La première activité consiste à entraver la production des Acièries pour freiner leur participation à l'effort de guerre allemand : la liste des sabotages effectués à l'explosif, sous l'autorité directe de MM Buchet et Jabouille, à l'intérieur comme à l'extérieur des usines, est impressionnante. Ces actions aboutirent le 3 mai 1944 à la paralysie totale des installations, malgré l'intervention des troupes allemandes, grâce à la complicité du personnel de l'usine et de la population[7]. Le 5 juin 1944, 28 civils sont fusillés par la SS Polizei Regiment 19, en représailles de l'explosion d'une mine . Les nazis détruisent aussi trois immeubles[7].

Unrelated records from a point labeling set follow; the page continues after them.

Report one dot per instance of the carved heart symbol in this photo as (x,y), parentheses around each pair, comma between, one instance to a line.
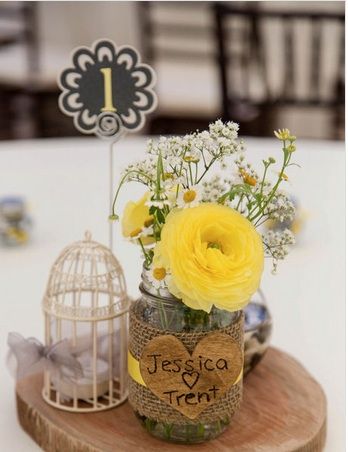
(190,378)
(191,382)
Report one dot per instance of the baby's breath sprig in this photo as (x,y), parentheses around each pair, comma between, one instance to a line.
(176,173)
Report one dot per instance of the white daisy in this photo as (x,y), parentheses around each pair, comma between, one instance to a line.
(189,197)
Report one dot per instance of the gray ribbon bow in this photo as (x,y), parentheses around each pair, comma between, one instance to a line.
(33,357)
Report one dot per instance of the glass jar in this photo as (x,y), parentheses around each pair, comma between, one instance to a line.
(159,309)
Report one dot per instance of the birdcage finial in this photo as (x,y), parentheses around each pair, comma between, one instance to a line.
(88,236)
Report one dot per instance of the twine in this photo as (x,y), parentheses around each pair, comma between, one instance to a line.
(148,404)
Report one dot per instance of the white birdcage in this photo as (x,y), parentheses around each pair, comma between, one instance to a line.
(86,305)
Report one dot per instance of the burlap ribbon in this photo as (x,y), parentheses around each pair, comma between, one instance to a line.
(148,404)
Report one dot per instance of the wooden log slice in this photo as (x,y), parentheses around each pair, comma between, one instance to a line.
(283,410)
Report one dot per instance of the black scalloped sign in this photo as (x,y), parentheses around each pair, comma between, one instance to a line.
(107,89)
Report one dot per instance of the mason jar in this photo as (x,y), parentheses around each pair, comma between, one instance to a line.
(156,313)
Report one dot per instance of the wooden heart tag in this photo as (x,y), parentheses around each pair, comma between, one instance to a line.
(190,383)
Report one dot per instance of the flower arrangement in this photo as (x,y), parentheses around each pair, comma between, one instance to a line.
(198,234)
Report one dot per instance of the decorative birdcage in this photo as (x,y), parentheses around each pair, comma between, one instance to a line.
(85,308)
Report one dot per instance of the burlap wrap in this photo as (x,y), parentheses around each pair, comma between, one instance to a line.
(148,404)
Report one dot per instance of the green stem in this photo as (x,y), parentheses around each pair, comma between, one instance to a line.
(122,182)
(190,170)
(147,258)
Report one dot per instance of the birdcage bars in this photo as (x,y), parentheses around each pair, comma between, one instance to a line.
(76,277)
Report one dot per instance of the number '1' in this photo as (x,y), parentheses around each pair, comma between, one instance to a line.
(108,105)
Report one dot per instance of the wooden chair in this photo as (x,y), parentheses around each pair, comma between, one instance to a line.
(187,44)
(244,67)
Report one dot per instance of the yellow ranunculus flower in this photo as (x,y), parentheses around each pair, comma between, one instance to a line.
(214,254)
(135,217)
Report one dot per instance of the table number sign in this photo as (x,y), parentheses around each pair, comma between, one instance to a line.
(107,90)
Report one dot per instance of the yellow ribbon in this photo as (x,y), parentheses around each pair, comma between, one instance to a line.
(134,370)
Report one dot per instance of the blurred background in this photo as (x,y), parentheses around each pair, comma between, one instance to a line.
(262,64)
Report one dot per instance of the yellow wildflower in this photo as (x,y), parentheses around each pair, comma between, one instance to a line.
(135,217)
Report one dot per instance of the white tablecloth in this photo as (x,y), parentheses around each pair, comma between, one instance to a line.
(65,182)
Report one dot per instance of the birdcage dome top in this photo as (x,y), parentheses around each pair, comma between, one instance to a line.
(86,282)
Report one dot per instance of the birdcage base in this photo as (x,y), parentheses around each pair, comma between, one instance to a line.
(84,405)
(283,408)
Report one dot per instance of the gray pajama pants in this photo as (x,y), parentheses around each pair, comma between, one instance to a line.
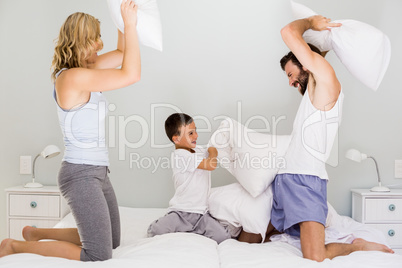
(93,203)
(180,221)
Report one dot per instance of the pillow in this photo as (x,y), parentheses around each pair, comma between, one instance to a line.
(234,205)
(149,26)
(363,49)
(253,158)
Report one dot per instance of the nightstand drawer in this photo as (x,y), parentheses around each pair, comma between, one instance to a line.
(380,210)
(392,232)
(16,226)
(34,205)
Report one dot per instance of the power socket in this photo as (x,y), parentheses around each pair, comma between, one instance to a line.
(25,164)
(398,169)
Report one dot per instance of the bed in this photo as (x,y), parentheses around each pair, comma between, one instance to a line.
(191,250)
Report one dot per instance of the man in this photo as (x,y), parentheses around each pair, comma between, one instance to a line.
(300,189)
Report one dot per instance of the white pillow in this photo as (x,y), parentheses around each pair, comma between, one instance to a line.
(253,158)
(149,26)
(234,205)
(363,49)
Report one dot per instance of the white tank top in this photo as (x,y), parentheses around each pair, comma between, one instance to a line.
(83,131)
(313,136)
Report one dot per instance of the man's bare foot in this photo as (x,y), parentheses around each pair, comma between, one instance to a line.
(367,246)
(29,233)
(6,248)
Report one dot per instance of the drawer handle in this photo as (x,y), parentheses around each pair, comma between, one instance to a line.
(391,232)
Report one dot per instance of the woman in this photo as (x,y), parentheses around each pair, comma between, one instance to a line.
(80,75)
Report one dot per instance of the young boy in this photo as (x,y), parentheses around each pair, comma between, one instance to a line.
(192,166)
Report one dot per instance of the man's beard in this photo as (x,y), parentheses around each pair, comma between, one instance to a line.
(303,80)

Enfin, le 2 août 1944, le parachutage d'armes le plus important exécuté en France a lieu au Col des Saisies : deux escadres de soixante-dix-huit avions larguent 899 containers de 145 kg[7]. Les forces des F.F.I d'Ugine coordonnées au bataillon du capitaine Bulle harcèlent les troupes allemandes et parviennent à libérer Ugine le 23 août 1944.
Ugine a payé sa lourde contribution à la libération nationale: Soixante deux uginois furent fusillés, tués au combat ou morts en déportation. Leur souvenir est évoqué chaque année le 8 mai au monument aux morts de la municipalité, devant la population uginoise qui n'oublie pas. Les services exceptionnels d'Ugine lui furent reconnus par l'attribution de la croix de guerre 1939-1945, le 11 décembre 1949[6].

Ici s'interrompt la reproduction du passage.